The 29-year gaming veteran has been named the chief executive officer of Trump Entertainment Resorts Inc. at a time when the company’s stock is in a tailspin, its aging casinos lag behind competitors and a potential buyout deal has disappeared.
Juliano, 52, had been holding the title of acting CEO since his predecessor, James B. Perry, abruptly retired in June while the company was in the midst of sales talks that ultimately proved unsuccessful.
Trump Entertainment has now removed the "acting" from his title and given him the job full time, the company announced last week.
Trump, who dismisses contestants on his NBC reality show "The Apprentice" with his catchphrase "You’re fired," has had a dizzying succession of casino CEOs in the past seven years. Some of them left amid headline-grabbing squabbles.
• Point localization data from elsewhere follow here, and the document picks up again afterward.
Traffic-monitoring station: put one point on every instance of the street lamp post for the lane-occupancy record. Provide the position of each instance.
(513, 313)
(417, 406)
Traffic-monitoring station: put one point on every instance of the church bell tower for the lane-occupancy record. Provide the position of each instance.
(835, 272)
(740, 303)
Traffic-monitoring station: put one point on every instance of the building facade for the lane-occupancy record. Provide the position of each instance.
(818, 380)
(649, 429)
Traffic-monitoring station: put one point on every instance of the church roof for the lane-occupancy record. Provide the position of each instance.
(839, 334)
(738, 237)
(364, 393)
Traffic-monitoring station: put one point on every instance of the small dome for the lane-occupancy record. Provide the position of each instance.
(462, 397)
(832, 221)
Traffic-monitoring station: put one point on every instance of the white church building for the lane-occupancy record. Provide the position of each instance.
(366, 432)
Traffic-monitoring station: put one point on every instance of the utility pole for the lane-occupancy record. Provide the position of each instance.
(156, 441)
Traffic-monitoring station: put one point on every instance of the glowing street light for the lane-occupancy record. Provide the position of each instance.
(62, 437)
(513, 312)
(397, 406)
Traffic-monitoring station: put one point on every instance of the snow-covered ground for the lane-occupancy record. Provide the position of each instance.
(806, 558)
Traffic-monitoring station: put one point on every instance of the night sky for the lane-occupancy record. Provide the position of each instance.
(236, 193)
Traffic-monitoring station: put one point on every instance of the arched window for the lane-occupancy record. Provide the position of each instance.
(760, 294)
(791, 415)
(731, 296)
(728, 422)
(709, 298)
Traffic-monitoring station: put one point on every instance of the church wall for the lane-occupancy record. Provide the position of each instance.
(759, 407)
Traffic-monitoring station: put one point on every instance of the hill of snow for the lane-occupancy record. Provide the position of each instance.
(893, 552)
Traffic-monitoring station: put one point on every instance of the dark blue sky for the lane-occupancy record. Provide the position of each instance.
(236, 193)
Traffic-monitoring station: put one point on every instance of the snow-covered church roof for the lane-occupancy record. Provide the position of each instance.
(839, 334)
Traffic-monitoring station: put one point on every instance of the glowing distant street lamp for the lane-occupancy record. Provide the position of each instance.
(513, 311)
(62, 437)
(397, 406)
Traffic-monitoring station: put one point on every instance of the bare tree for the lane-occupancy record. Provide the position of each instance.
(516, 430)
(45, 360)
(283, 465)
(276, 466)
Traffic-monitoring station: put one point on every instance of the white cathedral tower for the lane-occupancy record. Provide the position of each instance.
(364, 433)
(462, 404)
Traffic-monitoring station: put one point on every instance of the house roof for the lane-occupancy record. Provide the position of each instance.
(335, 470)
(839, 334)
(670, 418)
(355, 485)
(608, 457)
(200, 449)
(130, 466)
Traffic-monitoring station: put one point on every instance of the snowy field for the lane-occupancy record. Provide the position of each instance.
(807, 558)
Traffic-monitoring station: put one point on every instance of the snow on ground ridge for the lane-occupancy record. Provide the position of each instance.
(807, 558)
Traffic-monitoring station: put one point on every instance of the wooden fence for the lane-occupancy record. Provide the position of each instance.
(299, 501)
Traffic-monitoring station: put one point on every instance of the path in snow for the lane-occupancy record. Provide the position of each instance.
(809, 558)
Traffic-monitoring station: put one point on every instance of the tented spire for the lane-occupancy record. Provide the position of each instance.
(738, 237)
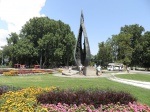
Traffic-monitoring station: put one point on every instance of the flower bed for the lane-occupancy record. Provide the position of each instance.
(25, 100)
(22, 100)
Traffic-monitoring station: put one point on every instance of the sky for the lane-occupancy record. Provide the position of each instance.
(102, 18)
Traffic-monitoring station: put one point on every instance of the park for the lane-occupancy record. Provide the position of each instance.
(40, 70)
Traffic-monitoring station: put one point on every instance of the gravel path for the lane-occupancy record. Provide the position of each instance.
(112, 77)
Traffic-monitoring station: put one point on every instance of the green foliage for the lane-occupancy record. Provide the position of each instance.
(89, 96)
(130, 47)
(41, 41)
(62, 82)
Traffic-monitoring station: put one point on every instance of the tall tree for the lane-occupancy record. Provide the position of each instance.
(145, 41)
(124, 49)
(136, 32)
(49, 38)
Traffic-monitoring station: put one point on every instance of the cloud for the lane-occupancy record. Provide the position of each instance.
(16, 13)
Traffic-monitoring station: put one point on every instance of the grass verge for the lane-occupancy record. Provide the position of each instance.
(139, 77)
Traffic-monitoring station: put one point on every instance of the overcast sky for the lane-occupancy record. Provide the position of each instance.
(102, 18)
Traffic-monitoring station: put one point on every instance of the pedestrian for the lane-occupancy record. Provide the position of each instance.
(80, 69)
(128, 69)
(98, 70)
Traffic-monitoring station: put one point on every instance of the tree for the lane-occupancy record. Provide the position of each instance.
(123, 48)
(145, 42)
(9, 49)
(136, 32)
(49, 39)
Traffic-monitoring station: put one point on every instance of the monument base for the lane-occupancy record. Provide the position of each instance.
(89, 71)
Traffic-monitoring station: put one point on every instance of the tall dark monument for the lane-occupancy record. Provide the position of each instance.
(82, 52)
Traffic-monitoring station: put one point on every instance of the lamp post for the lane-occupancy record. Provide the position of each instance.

Now Juliano assumes the hot seat.
"Mark is the right man for the job," Trump, who serves as Trump Entertainment’s chairman, said in a statement. "His understanding of the gaming industry, innovative operational and marketing techniques and impressive leadership are exactly the right qualities needed to lead the company."
Juliano, who formerly held the title of chief operating officer, was part of a new management team headed by Perry that was supposed to revive the Trump casinos following their exit from Chapter 11 bankruptcy in 2005.
Juliano, a veteran of the Caesars casinos in Atlantic City and Nevada, had served as president of Caesars Palace in Las Vegas before joining Trump.
"Obviously, when I decided to move back here from Nevada, I made the commitment that it was for the long haul," Juliano said in an interview Thursday. "I’ve been here for two years now. I intend to be here for the long haul. I’m going to see this through."
Trump’s post-bankruptcy turnaround has been slower than expected. The company has made $225 million in upgrades to its three casinos but is still playing catch-up to rivals that have added new hotel towers and an array of retail and entertainment amenities to become more attractive to customers.
The centerpiece of the company’s recovery plan is a new $250 million, 800-room hotel tower that will open at the flagship Trump Taj Mahal Casino Resort in the third quarter of 2008. The tower is expected to complement a new marketing strategy that targets lucrative overnight guests instead of low-rolling daytrippers.
"The company has faced a variety of challenges during the past year, but I am confident that the changes we are implementing in our business model will show results as we move forward," Juliano said.